In part because walnuts have been heralded as a near-perfect food since Alley Oop was king of the forest; they predate the last ice age as a nutrition-dense staple of the human diet, and by 5000 BCE, evidence shows that they were being cultivated by Neolithic people in the Mediterranean. With the rise of Rome, they became an indispensible trade commodity, and amphorae filled with walnut residue have been salvaged from sunken Roman ships. Beside being delicious, the kernels were used extensively as medicine, said to cure everything from baldness to upset stomachs.
And speaking of the Romans and their painful abdomens, the next time you refer to your testicles (providing you have them) as your nuts, thank Jupiter, king of the Roman pantheon. The scientific classification is Juglans regia, Latin for ‘The King’s Gonads’. The Greeks apparently though that a walnut looked more like a head, but I simply refuse to go there.
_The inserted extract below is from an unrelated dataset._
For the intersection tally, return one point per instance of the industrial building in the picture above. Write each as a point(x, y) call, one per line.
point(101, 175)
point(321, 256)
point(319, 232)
As a food source, walnuts are high in protein and fiber and possess a unique fatty acid profile, and compared to other commercially produced nuts like hazelnuts and almonds, have a higher concentration of free antioxidants and antioxidants bound to fiber. Ironically, black walnuts—to which Manzanita Farms was originally planted—offer more of all the above, and in better ratios. But they are notoriously hard to process: According to Jutta, “You have to take a sledge hammer to them to get them open.”
So she replanted with heirloom English walnut trees like Franquette and Hartley, known to bear nuts with exceptional and distinctive flavors, nuances like butterscotch and a sort of creamy sweetness that lingers in the aftertaste. In this, and in the stress-factor of cultivating in rough soil without irrigation, there are plenty of parallels to winemaking and wine tasting.
English Walnuts are fairly easy to grow provided you have time—a tree requires seven years or so from seed to set, and after that may produce two tons of nuts per acre each year for upwards of half a century. With dry-farming’s requisite tree spacing, Jutta may only see a half ton per acre, but all the taste and health plusses are mustered within the meat, and so far do they surpass what is available at the grocery store that you’ll need to swallow some to swallow their superiority.
She’s not out-fashioned by technology, she’s elevated by purity of mission—and by the majesty of the endgame. If California is regarded as growing the world’s top-quality walnut (99% of the commercial US supply; three-quarters of global trade) and if Manzanita Manor produces the finest walnuts in California, a first-year student of transitive relations can write the equation.